Crystal Palace manager Neil Warnock accepts he must learn when to keep his mouth shut, but looks forward to the day he can tell everyone what he really thinks again.

The former Sheffield United boss has been charged with improper conduct by the Football Association following post-match comments in the wake of the Eagles’ 2-1 home defeat by Chelsea on October 18.

The 65-year-old had said referee Craig Pawson was “influenced” by Chelsea players in the decision to send off Damien Delaney for a second yellow card.

Warnock spent time working as a media pundit while away from the game before returning to take charge at Selhurst Park in late August following the departure of Tony Pulis on the eve of the new season.

The Palace boss, who is set for a personal hearing over his FA charge, understands why he needs to take himself to task, even if not agreeing with the reasoning behind it.

“I am looking forward to going back on TalkSPORT and BT after (finishing as a manager), when you can say what you want and enjoy it,” Warnock said.

“I have to learn to adjust, because I do think people want to hear your opinions.
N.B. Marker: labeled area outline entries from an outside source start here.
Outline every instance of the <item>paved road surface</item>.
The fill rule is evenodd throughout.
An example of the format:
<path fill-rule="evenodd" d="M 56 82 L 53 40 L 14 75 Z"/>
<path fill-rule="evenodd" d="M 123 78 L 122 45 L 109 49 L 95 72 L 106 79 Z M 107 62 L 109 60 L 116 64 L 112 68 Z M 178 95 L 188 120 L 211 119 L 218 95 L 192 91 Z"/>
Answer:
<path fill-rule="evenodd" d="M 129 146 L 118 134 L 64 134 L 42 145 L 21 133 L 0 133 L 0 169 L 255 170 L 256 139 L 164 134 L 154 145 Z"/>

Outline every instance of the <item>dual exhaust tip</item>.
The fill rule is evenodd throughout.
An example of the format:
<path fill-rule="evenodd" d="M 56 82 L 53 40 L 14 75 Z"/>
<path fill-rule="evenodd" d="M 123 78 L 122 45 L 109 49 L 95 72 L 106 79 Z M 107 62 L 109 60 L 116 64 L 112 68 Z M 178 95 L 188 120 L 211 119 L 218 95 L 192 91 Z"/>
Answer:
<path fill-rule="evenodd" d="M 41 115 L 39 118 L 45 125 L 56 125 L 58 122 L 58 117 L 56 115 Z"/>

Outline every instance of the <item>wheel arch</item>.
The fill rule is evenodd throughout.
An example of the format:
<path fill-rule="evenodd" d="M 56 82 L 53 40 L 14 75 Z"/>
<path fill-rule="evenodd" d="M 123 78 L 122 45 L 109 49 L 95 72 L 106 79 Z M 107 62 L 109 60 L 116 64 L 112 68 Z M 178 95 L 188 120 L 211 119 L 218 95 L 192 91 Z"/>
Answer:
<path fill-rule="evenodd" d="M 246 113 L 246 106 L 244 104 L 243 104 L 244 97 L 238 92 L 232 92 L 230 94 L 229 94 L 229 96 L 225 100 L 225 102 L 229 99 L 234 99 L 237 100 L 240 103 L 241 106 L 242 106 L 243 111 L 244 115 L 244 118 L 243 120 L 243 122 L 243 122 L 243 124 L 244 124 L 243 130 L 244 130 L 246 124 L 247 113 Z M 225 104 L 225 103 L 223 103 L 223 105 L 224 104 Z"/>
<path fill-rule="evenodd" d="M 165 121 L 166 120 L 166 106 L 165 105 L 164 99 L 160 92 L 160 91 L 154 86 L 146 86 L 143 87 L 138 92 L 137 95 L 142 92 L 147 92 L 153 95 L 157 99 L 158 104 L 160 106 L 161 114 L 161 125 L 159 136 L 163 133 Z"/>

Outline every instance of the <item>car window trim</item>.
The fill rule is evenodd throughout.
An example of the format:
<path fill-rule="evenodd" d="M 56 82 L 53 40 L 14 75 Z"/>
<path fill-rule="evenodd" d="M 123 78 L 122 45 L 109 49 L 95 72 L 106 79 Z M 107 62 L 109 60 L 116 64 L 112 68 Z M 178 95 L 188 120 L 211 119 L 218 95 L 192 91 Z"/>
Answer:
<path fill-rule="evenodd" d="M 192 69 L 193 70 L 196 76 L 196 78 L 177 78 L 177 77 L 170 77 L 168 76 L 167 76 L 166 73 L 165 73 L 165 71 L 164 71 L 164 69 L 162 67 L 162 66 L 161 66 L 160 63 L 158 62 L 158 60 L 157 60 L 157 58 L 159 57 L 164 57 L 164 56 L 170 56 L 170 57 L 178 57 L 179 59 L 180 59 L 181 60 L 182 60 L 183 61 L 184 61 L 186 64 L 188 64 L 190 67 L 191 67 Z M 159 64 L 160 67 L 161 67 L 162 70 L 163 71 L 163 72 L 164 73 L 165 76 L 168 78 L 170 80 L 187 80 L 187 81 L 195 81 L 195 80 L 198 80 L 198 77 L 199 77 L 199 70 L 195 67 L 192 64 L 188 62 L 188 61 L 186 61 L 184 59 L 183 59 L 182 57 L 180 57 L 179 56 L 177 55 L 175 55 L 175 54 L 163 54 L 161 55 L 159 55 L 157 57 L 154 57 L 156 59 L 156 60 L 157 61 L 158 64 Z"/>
They don’t want people always sat on the fence being boring.

“I think it’s great when you have got something to say. Unfortunately there is a time and a place to say it and I have to learn what I can say and when I can say it.

“I have to be like (Swansea boss) Garry (Monk), haven’t I? And I have to be careful when I push (Arsenal manager) Arsene Wenger and when I push (Chelsea boss) Jose (Mourinho).”

Warnock maintains he will protest his innocence when in front of the FA panel.

“I didn’t think I said anything untoward after that Chelsea game and then I get charged and I then I look at other interviews and other incidents - (Manchester City boss Manuel) Pellegrini on (Mark) Clattenburg earlier in the season and I am bewildered really, so at least I should be able to ask some questions at the hearing,” he said.

“When my dad refereed, he used to talk to them (players/managers), swear at them and everything.

“But you can’t do anything like that now - you have to be very careful what you say to players and everything. They have rules and regulations.”

Warnock, however, accepts all managers have to stay within the FA rulebook.

“I don’t think I can change the way things are. I have to change myself,” he said.

“At the moment I have to change to adhere to instructions that are currently with the Premier League. Whether that is detrimental to the press or not, I don’t know, but I have to change - they are not going to change for me.”

Warnock, though, indicated he was not about to lose all of his colourful persona just yet.

“I just have to be careful. I have to use other people,” he said.

“If I think there is a disgusting decision I have to say ‘look, if Garry (Monk) was here, he would say it was a disgusting decision’. They can’t do me for that, can they?”